Trastorno de acumulación: evolución desde el TOC hasta su reconocimiento independiente
En el DSM-IV, el trastorno de acumulación no se consideraba una entidad independiente, sino un síntoma asociado al trastorno obsesivo-compulsivo (TOC). Las personas con TOC experimentan ansiedad intensa que las lleva a comportamientos compulsivos, como acumular objetos innecesarios. Sin embargo, el DSM-5 lo reconoce como un trastorno separado, destacando su impacto único en la vida diaria.
¿Por qué se considera un trastorno?
Recolectar objetos como hobby no implica un trastorno. Incluso una afición obsesiva puede ser saludable si no interfiere en la rutina. El problema surge cuando la compulsión es incontrolable: la acumulación invade el espacio vital, impide actividades esenciales como trabajar o estudiar, y genera riesgos para la salud y seguridad.

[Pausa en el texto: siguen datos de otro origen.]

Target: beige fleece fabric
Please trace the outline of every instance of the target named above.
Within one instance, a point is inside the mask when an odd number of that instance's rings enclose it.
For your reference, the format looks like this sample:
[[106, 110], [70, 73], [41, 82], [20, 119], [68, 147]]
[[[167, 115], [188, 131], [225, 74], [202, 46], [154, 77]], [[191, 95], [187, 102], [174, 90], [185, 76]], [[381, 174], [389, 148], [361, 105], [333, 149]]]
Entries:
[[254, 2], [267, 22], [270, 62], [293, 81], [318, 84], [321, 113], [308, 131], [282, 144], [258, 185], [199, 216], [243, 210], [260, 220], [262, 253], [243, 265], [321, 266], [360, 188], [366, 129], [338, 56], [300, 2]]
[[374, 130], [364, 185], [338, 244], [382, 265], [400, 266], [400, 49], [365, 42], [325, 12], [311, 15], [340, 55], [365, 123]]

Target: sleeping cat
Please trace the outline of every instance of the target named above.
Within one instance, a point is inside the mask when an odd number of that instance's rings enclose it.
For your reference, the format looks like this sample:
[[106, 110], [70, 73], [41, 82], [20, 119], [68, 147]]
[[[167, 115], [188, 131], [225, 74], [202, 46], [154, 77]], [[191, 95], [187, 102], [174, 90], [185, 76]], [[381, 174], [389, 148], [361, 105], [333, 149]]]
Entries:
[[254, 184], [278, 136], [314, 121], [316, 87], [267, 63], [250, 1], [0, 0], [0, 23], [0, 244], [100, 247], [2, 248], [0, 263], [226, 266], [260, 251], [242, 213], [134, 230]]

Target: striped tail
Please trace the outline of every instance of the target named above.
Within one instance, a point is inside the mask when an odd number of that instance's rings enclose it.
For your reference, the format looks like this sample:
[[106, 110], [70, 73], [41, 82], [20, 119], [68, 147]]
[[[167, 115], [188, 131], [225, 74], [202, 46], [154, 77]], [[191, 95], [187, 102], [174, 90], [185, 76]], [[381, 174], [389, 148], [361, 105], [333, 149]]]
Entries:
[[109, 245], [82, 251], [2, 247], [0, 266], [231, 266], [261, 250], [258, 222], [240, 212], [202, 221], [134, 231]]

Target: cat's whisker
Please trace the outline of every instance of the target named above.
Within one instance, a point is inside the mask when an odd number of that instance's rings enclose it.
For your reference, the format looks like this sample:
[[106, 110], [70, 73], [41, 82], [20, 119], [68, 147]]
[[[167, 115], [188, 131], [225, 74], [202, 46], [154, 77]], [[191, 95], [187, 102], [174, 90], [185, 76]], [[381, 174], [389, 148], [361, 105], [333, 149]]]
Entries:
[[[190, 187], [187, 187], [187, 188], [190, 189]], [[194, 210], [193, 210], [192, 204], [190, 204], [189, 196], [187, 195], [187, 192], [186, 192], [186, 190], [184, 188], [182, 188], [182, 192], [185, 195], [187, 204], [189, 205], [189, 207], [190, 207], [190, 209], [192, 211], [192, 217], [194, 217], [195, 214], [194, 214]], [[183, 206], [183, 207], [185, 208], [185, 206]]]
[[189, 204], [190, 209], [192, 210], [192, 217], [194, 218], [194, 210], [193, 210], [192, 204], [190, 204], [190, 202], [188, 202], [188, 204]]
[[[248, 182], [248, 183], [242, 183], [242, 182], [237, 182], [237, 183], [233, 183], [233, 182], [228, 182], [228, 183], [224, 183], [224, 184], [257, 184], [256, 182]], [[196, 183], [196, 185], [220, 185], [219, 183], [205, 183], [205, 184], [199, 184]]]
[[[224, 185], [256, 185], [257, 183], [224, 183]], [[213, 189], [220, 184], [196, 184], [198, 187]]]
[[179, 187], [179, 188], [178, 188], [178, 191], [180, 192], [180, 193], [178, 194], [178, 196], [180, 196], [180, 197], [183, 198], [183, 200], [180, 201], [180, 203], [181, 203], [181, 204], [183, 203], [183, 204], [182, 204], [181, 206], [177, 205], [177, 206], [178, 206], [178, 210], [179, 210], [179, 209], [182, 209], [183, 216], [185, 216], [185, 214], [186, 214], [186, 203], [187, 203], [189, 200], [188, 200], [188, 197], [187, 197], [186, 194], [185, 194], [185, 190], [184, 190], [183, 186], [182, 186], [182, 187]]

Aunque no siempre se clasifica como enfermedad aislada en manuales antiguos, sus efectos son tan severos que muchos expertos lo tratan como un problema de salud mental independiente.
Explorando la mente de quien padece trastorno de acumulación
Las personas con este trastorno luchan contra una ansiedad abrumadora ligada al miedo a la escasez futura. Por ejemplo, acumular periódicos responde a la idea de necesitar información urgente o usarlos para emergencias como un incendio.

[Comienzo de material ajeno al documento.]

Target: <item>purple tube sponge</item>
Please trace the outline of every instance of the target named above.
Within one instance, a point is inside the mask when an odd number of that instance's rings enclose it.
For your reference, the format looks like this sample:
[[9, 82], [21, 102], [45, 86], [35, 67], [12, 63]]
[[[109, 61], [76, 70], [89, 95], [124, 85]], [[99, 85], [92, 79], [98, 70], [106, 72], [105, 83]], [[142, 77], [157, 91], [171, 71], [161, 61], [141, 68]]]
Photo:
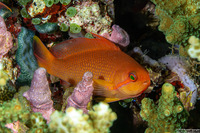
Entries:
[[31, 87], [24, 92], [24, 97], [31, 103], [33, 112], [40, 112], [42, 116], [50, 121], [50, 115], [55, 110], [51, 100], [51, 91], [46, 77], [46, 69], [38, 68], [33, 75]]
[[78, 83], [73, 93], [67, 99], [67, 108], [75, 107], [82, 109], [84, 113], [88, 113], [87, 105], [94, 90], [92, 78], [93, 74], [91, 72], [86, 72], [83, 75], [82, 81]]
[[13, 47], [13, 38], [7, 31], [4, 19], [0, 16], [0, 59]]
[[189, 75], [189, 64], [183, 57], [177, 55], [166, 55], [160, 58], [159, 62], [165, 64], [173, 73], [176, 73], [183, 85], [190, 89], [192, 93], [188, 92], [187, 96], [192, 94], [190, 105], [191, 107], [194, 106], [197, 100], [198, 86], [195, 80]]

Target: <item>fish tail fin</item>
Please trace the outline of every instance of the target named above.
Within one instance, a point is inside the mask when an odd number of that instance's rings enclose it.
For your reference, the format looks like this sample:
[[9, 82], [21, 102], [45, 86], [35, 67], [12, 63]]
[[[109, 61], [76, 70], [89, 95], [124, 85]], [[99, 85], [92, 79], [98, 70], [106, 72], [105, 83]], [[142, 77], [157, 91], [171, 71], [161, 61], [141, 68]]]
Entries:
[[51, 70], [51, 65], [49, 64], [52, 64], [54, 62], [55, 57], [45, 47], [45, 45], [37, 36], [33, 37], [33, 49], [38, 65], [40, 67], [44, 67], [49, 72]]

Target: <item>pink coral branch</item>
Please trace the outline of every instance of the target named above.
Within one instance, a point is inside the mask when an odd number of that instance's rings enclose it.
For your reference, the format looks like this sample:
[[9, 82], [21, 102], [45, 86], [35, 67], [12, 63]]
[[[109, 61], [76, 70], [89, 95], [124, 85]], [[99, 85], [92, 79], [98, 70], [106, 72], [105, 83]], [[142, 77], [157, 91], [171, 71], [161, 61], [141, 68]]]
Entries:
[[24, 92], [24, 97], [31, 103], [33, 112], [40, 112], [50, 122], [50, 115], [55, 110], [51, 100], [51, 91], [46, 77], [46, 69], [38, 68], [33, 75], [31, 87]]
[[0, 16], [0, 59], [13, 47], [13, 38], [7, 31], [4, 19]]
[[20, 125], [20, 122], [19, 121], [15, 121], [13, 123], [6, 124], [5, 127], [11, 129], [12, 133], [18, 133], [19, 125]]
[[67, 99], [67, 108], [72, 106], [82, 109], [84, 113], [88, 113], [87, 105], [94, 90], [92, 78], [93, 74], [91, 72], [86, 72], [83, 75], [82, 81], [78, 83], [73, 93]]
[[124, 29], [122, 29], [119, 25], [116, 24], [112, 26], [111, 36], [109, 36], [108, 33], [104, 33], [102, 36], [123, 47], [128, 46], [130, 43], [130, 38], [128, 33]]

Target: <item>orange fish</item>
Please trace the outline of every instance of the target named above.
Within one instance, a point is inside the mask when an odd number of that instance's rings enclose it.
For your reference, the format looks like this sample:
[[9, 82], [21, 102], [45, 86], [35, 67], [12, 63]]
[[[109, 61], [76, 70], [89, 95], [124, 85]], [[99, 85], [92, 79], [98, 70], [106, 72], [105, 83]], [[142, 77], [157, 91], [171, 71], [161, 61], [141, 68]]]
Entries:
[[38, 65], [73, 85], [86, 71], [92, 72], [94, 95], [105, 102], [136, 97], [145, 91], [150, 85], [148, 72], [109, 40], [93, 36], [66, 40], [50, 50], [34, 36]]

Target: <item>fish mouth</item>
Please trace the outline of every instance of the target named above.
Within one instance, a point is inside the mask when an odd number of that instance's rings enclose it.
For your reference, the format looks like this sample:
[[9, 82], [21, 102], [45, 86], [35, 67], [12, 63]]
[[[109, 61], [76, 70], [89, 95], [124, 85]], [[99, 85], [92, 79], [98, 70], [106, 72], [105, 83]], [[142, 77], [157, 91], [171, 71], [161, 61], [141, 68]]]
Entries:
[[150, 80], [145, 80], [144, 82], [143, 82], [143, 85], [145, 85], [145, 86], [149, 86], [150, 85]]

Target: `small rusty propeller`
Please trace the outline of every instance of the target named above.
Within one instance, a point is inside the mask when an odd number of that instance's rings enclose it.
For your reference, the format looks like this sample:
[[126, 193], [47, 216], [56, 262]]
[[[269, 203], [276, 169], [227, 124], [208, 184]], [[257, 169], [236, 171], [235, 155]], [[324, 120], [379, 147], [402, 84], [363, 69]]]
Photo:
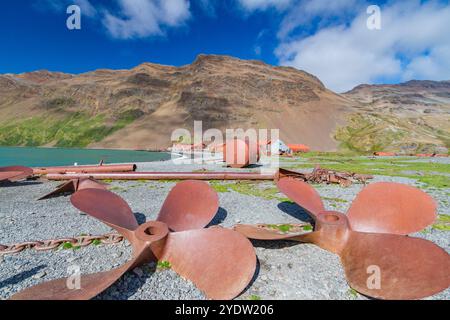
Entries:
[[63, 184], [60, 184], [56, 187], [56, 190], [46, 194], [43, 197], [40, 197], [38, 200], [45, 200], [52, 197], [56, 197], [60, 194], [65, 193], [74, 193], [79, 190], [83, 189], [103, 189], [108, 190], [108, 187], [106, 184], [97, 181], [92, 178], [80, 178], [80, 179], [72, 179], [68, 182], [65, 182]]
[[424, 192], [374, 183], [344, 215], [326, 211], [319, 194], [304, 182], [283, 178], [278, 187], [314, 218], [313, 232], [283, 233], [267, 225], [234, 229], [250, 239], [313, 243], [333, 252], [341, 258], [349, 285], [370, 297], [419, 299], [450, 286], [449, 254], [428, 240], [405, 236], [436, 217], [436, 205]]
[[0, 182], [19, 181], [33, 175], [33, 169], [24, 166], [10, 166], [0, 168]]
[[[202, 229], [219, 206], [217, 194], [205, 182], [178, 183], [157, 221], [140, 226], [128, 204], [110, 191], [80, 190], [71, 201], [128, 239], [133, 258], [117, 269], [82, 276], [80, 290], [69, 289], [66, 279], [59, 279], [28, 288], [12, 299], [91, 299], [128, 270], [150, 261], [168, 261], [175, 272], [191, 280], [211, 299], [236, 297], [254, 275], [256, 255], [246, 237], [219, 227]], [[169, 228], [179, 232], [170, 232]]]

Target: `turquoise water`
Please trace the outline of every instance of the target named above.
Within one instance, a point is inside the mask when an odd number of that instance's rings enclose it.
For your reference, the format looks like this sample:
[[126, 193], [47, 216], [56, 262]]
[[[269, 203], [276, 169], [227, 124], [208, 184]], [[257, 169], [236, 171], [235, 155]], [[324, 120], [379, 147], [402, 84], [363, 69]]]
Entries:
[[69, 166], [82, 164], [130, 163], [168, 160], [165, 152], [0, 147], [0, 166], [22, 165], [30, 167]]

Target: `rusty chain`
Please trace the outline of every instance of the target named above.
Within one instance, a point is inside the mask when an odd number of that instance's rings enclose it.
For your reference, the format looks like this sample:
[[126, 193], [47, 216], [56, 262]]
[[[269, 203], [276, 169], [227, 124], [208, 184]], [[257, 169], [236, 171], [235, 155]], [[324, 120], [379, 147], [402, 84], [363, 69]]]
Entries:
[[64, 244], [70, 244], [71, 247], [86, 247], [94, 242], [98, 244], [116, 244], [123, 241], [124, 237], [118, 233], [107, 233], [100, 236], [81, 235], [74, 238], [59, 238], [42, 241], [27, 241], [15, 243], [12, 245], [0, 244], [0, 256], [19, 253], [25, 249], [34, 249], [35, 251], [48, 251], [59, 248]]

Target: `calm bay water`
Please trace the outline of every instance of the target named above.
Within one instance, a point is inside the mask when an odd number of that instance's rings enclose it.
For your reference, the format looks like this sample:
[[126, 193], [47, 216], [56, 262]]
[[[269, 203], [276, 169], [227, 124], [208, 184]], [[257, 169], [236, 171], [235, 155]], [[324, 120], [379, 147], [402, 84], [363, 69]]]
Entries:
[[68, 166], [75, 162], [82, 164], [135, 163], [168, 160], [164, 152], [101, 150], [101, 149], [59, 149], [0, 147], [0, 166], [23, 165], [30, 167]]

Otras veces, no identifican un motivo racional, pero la mera idea de desechar genera angustia intensa por temor al arrepentimiento.
Imagina una posesión que guardas por si 'algún día la necesitas', aunque no la uses hace años. Ahora, extiende esa lógica a basura, ropa vieja o muebles rotos: tu hogar se llenaría hasta volverse inhabitable. Para quienes padecen este trastorno, esta es su realidad diaria.

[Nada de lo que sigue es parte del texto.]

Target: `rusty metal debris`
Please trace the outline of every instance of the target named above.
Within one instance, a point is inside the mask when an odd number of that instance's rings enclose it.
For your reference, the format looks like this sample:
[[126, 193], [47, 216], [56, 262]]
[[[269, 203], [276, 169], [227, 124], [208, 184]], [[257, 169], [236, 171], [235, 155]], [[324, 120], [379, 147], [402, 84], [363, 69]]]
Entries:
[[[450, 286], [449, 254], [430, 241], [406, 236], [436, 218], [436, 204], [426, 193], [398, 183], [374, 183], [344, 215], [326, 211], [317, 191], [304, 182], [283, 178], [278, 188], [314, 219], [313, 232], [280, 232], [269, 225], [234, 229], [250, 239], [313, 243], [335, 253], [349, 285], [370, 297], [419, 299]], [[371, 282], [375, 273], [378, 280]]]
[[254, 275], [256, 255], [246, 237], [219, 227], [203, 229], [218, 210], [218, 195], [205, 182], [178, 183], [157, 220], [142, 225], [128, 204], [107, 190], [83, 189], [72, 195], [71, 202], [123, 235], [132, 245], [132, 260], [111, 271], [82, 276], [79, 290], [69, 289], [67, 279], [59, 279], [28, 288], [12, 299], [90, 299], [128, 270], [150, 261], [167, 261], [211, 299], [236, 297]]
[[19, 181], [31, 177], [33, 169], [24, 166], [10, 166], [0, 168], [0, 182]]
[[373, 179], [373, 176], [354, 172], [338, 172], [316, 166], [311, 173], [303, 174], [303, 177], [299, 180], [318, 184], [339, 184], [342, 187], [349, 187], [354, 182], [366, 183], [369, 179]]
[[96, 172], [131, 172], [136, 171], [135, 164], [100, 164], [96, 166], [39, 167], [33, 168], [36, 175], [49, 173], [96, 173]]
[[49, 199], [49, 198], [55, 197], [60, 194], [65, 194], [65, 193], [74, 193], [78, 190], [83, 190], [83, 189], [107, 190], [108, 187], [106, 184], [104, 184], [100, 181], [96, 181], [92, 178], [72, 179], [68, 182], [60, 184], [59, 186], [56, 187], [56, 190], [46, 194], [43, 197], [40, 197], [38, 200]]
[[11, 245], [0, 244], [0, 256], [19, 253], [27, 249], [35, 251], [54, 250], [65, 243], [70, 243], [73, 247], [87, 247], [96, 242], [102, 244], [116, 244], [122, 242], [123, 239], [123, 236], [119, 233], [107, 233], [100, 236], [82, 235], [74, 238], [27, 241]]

Tratamientos efectivos para el trastorno de acumulación
El tratamiento combina medicación y terapia, similar al del TOC pero adaptado. Los antidepresivos, especialmente los ISRS y la clomipramina, son los más prescritos:
- Anafranil (clomipramina)
- Paxil (paroxetina)
- Prozac (fluoxetina)
- Luvox (fluvoxamina)
- Zoloft (sertralina)
- Celexa (citalopram)
La terapia cognitivo-conductual (TCC) es clave: ayuda a identificar pensamientos distorsionados, reducir la ansiedad y modificar conductas mediante exposición gradual y organización.
Recuperación del trastorno de acumulación
Este trastorno no se 'cura' por completo, pero se maneja eficazmente con tratamiento continuo. Las personas en recuperación requieren medicación, terapia lifelong y estrategias para controlar ansiedades y compulsiones, mejorando su calidad de vida de forma sostenida.